Carnival FantasyAccording to First Coast News, a Coast Guard helicopter medevaced a 67-year-old woman from the Carnival Fantasy to a Jacksonville hospital yesterday evening.

The passenger was reportedly experiencing life-threatening symptoms.

The Coast Guard helicopter, based out of Air Station Clearwater, lifted the cruise passenger off the ship and flew her, along with her husband and a cruise line nurse, to UF Health Jacksonville.

Neither the cruise line nor the passenger has to pay for these emergency medevac services.

The United States taxpayers foot the bill.

5 Responses to Coast Guard Medevacs Ill Passenger From Carnival Fantasy

Why would you say that taxpayers have to got the bill? You really have no idea do you? Who’s to say the lady didn’t have insurance that covers the cost of the medavac?

cruise lines with foreign flags should definitely be charged for such services. this is a fairly common scenario, and cruise lines incorporated in panama, nassau etc. only for one reason..
so Micky can have his 2 200 foot yachts, Miami Heat, and god knows what else, paid with what should have been tax money. +free services from USCG, and most of his crew working 300-350 hours/month for $3-$5/hr.
Crew gets peanuts, government gets peanuts. Like monkeys.

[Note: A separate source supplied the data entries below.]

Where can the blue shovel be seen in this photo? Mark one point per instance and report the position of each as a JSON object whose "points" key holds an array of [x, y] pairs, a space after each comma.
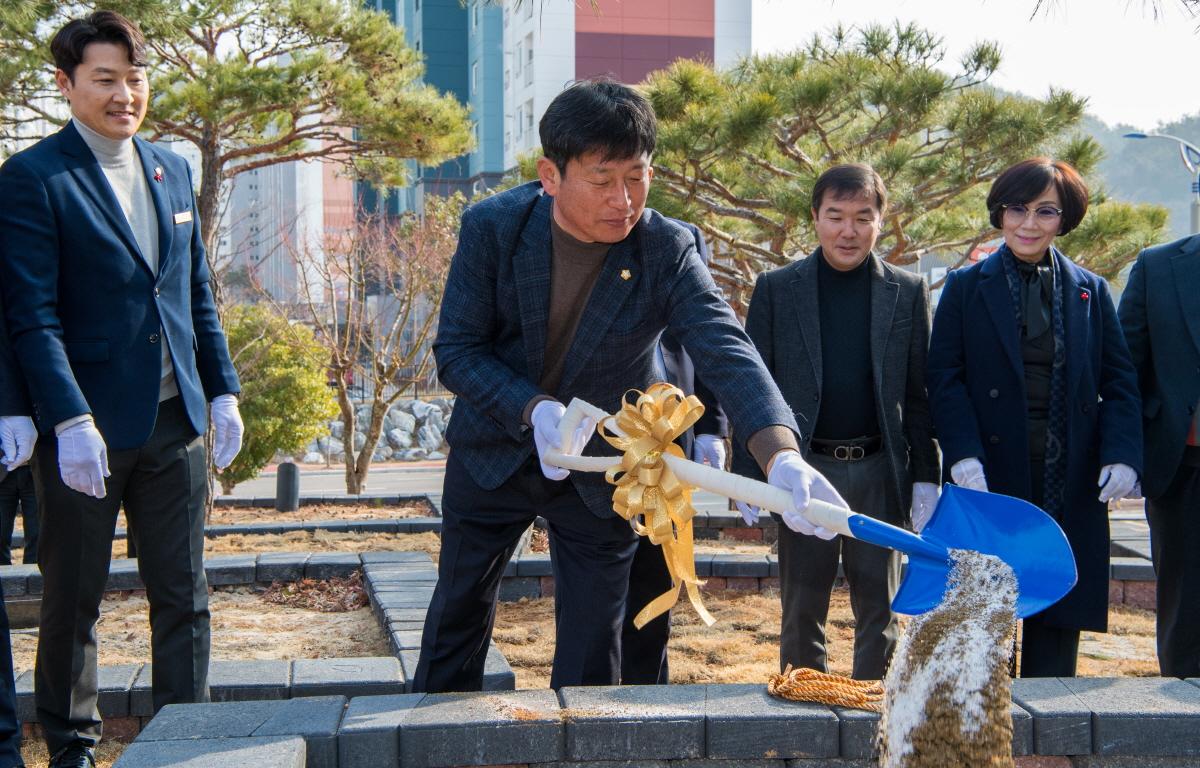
{"points": [[1017, 532]]}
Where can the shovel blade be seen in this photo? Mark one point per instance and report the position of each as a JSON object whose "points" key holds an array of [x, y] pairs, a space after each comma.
{"points": [[1019, 533]]}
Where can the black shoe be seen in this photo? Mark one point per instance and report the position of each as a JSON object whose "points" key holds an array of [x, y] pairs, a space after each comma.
{"points": [[77, 755]]}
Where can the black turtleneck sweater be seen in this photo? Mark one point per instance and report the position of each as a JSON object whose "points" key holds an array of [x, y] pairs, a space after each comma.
{"points": [[847, 384]]}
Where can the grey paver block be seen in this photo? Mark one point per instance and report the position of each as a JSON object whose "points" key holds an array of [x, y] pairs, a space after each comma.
{"points": [[250, 679], [113, 684], [277, 751], [232, 569], [483, 729], [743, 721], [1062, 724], [634, 721], [209, 721], [123, 574], [498, 676], [857, 732], [372, 676], [370, 732], [281, 567], [316, 719], [1141, 715], [330, 564]]}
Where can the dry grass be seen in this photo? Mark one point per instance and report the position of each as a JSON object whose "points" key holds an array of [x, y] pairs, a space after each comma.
{"points": [[743, 646]]}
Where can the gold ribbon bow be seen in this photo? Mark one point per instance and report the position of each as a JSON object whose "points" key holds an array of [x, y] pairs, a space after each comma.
{"points": [[648, 493]]}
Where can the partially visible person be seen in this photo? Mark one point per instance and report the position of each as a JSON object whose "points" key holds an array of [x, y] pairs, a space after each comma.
{"points": [[643, 652], [1161, 315], [1035, 393], [17, 497], [112, 319], [844, 334]]}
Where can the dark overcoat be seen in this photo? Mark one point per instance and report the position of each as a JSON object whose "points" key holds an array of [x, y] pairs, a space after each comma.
{"points": [[977, 395]]}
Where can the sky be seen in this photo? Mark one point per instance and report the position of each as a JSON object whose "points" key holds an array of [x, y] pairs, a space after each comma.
{"points": [[1132, 67]]}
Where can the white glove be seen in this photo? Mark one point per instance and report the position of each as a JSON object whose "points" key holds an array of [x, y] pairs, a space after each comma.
{"points": [[708, 449], [790, 472], [17, 438], [969, 474], [1116, 481], [924, 499], [83, 459], [227, 430], [749, 511], [545, 418]]}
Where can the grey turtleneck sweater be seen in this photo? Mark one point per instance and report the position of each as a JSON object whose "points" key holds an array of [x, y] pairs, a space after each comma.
{"points": [[123, 167]]}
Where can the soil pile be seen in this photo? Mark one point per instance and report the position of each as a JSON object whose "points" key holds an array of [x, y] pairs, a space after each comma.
{"points": [[948, 695]]}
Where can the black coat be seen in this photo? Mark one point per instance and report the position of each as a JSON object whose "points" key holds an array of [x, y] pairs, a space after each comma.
{"points": [[977, 390]]}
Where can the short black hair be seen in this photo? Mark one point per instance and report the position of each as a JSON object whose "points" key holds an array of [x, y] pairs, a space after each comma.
{"points": [[850, 180], [598, 114], [102, 27], [1021, 184]]}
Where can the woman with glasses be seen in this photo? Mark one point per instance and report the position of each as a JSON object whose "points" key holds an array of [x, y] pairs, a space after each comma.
{"points": [[1033, 394]]}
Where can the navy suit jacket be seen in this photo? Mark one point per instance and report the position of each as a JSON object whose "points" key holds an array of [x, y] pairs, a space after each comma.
{"points": [[492, 334], [84, 310], [1161, 315], [976, 383]]}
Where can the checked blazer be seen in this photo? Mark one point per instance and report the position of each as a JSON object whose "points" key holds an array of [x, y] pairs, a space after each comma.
{"points": [[492, 334]]}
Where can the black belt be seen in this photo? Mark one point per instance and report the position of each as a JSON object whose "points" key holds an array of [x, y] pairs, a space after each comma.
{"points": [[856, 449]]}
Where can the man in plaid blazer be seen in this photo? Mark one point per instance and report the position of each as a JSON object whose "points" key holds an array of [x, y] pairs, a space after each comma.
{"points": [[561, 288]]}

Good to see our tax dollars used for a good cause instead of keeping up dead beats for a change. Hope this lady has a complete recovery and is able to enjoy many more cruises.

@wouldyolikesomebaconsir

Why should the cruise line foot the bill? Also, for your information even though lines may not pay taxes on onboard revenue, they certainly do on reservation revenue, for ALL their brands. Also, they must pay the employer portion of the taxes for all shoreside employees. Saying that these companies pay no taxes, is purely misleading.

As for the line footing the bill for the medevac.. that would be equivalent to a Hotel being responsible for an ambulance if a guest needed one.

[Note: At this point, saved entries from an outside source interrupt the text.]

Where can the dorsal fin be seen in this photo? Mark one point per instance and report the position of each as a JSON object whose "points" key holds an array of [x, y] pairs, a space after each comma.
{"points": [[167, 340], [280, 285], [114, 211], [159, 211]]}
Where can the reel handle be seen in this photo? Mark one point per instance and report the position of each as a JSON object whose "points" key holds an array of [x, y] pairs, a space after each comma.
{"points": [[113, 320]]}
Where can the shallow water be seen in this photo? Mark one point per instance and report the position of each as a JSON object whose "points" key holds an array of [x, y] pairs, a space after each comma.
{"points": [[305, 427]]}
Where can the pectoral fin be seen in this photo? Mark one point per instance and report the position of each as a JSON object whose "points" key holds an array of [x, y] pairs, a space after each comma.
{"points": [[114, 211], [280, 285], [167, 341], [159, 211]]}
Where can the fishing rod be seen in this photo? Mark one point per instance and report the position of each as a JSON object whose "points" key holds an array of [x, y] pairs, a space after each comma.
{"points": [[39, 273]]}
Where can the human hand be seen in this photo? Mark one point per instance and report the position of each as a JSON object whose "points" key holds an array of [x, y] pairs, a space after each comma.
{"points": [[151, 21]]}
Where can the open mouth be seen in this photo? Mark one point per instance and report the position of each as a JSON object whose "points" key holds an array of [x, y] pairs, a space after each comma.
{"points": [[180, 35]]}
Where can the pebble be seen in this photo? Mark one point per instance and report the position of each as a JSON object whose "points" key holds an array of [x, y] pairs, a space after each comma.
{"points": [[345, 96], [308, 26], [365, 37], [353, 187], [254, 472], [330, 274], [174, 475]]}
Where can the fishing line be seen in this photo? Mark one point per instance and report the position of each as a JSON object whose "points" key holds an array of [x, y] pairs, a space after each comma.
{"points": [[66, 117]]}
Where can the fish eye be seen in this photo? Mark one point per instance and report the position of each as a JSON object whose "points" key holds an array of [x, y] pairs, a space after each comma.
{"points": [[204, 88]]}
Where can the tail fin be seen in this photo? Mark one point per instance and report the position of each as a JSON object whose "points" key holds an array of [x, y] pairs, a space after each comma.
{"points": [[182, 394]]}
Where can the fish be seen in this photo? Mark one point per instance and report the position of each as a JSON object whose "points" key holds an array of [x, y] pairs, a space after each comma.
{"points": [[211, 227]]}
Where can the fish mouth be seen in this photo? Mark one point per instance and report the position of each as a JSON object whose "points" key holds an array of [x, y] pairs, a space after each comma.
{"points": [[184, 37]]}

wow, they pay tax on the revenue from reservations.
no doubt about should CG medevac passengers in need or not, but cruise lines do not contribute anything to it, and I believe they can afford a few hundred $k yearly for USCG.

crew absolutely does not benefit from their tax free income(e.g. it can happen that assistant team waiters in mdr get less than $300 for 14 days(140+ hours of work), if some guests don’t pay gratuities), and united states also get leftovers. Yes, they chose the job, but trust me nobody expects that, and when you get paid that amount you feel the nature of this industry on your own skin. I think you need to do a couple of contracts for Carnival (actually only one will be enough), and then you’ll agree about the need for regulation of this circus.